Interns are assigned a mentor for both research support as well as general program mentorship within 6 weeks of the start of the program. The responsibilities of advisors are as follows:

  1. To provide advice and guidance toward the fulfillment of the rotating internship as described by the Internship Committee and as written in this document.

  2. To attend periodic verbal evaluations in the fall and spring of the internship year, as well as exit interviews at the end of the year. This evaluation process will be directed by the Chair of the Internship Committee and its members. The written evaluation will be kept on file by the chairperson of the Internship Committee.

  3. To assist the intern in starting a research project and preparing a seminar to be presented to fellow house officers, students and faculty.

Internship Evaluations:

Veterinary interns have both a written and oral evaluation at regular intervals and are allowed to continue the internship dependent upon satisfactory performance. The intern shall be evaluated formally as previously described. The evaluation process will consist of a review of the evaluations of the faculty for each block that the intern has completed with input from the intern's faculty advisor. This evaluation will be coordinated by the Chair of Internship Committee. The results will be reported in writing to the Department Head and the Associate Department Head in a timely manner.

An exit interview will be held on or about June 15.

Intern Seminars:

One seminar presentation will be required. Each intern is strongly encouraged to submit a manuscript for publication to their advisor for review. The seminar will be presented in conjunction with the intern-resident seminar series. The seminar must be presented before a certificate for the internship will be issued.

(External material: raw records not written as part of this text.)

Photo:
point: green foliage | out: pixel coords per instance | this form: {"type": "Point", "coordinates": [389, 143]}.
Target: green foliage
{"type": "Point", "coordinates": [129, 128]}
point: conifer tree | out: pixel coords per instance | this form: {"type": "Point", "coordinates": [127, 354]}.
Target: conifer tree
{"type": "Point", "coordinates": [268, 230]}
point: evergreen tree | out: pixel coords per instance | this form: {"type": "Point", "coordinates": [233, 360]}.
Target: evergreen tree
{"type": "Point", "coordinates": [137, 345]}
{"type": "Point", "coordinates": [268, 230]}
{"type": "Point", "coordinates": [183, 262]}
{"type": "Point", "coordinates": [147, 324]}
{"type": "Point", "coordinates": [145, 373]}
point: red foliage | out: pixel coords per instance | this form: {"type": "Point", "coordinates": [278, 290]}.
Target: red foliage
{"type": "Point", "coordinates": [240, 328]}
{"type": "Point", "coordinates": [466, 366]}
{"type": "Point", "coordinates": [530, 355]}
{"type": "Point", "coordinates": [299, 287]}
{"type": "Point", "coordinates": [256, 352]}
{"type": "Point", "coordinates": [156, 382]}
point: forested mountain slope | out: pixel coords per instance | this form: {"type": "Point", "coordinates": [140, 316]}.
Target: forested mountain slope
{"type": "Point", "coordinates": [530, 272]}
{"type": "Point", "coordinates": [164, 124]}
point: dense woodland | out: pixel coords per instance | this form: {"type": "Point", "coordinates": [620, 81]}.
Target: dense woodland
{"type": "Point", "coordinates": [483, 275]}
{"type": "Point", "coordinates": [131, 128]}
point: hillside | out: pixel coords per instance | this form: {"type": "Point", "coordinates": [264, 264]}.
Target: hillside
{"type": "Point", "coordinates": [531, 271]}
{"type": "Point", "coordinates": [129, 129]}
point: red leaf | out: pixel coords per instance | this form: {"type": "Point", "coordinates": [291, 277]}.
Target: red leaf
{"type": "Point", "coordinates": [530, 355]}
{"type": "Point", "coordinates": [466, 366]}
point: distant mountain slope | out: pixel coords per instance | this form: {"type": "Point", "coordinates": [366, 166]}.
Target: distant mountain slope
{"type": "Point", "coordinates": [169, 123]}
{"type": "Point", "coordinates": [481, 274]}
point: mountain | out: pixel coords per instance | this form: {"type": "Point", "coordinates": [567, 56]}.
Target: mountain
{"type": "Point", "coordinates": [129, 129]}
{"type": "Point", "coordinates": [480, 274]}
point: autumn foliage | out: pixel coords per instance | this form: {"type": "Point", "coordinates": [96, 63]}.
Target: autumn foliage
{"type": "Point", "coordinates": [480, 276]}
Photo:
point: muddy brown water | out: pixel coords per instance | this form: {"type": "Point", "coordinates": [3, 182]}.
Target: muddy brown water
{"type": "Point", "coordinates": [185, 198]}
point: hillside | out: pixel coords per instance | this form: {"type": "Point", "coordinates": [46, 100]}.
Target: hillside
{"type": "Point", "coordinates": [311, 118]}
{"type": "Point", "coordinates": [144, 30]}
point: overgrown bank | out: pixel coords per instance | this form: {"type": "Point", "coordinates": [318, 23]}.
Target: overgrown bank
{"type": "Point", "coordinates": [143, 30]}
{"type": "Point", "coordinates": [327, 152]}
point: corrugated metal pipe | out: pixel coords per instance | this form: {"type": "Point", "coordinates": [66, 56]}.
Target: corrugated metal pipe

Teaching Responsibilities:

Interns may be assigned to assist in various clinical and laboratory courses as deemed necessary by the Department Head. Under no circumstances shall an intern have sole responsibility for, have the major teaching responsibility in, or direct any required or elective course. The intern will actively participate in the educational instruction and professional development of the senior veterinary students.

Didactic Training:

The intern program supports a strong didactic education with weekly house officer topic rounds presented by faculty or residents as well as monthly imaging rounds to hone radiographic interpretation skills. In addition, interns are invited to participate in journal clubs, ECG rounds, and various service rounds. Our program emphasizes the problem-based approach and helps interns to learn to identify patient problems, make rational lists of differential diagnoses, project logical diagnostic plans, and base treatment upon pathophysiologic mechanisms. Every case seen by the overnight ER intern is discussed with a group of clinicians the following morning and direct feedback is provided.

Research Opportunities:

Throughout the year, interns are encouraged to participate in research (such as a retrospective study) and to prepare one manuscript (case report, review article, or clinical study) for publication. Interns will be expected to present a seminar detailing their research or case report at the end of the internship year.

Completetion of the Internship:

  1. Satisfactory completion of a veterinary internship is documented by a certificate that recognizes the successful participation of the individual in the internship program. This includes
  2. The intern must complete all clinical rotations, scheduled emergency duties, medical records, and discharge letters.

  3. The intern must demonstrate competency in medical and surgical skills judged appropriate for an intern’s level of professional development.
  4. The intern must attend seminars, rounds, and scheduled meetings (including journal clubs) specific to the service the intern is currently assigned to and specific to the Department of Small Animal Clinical Sciences.
  5. Each intern must present one seminar in the Intern and Resident Seminar Series.
  6. The intern must make a written evaluation of the internship program. This evaluation must be submitted to the Internship Program Committee upon completion of the program.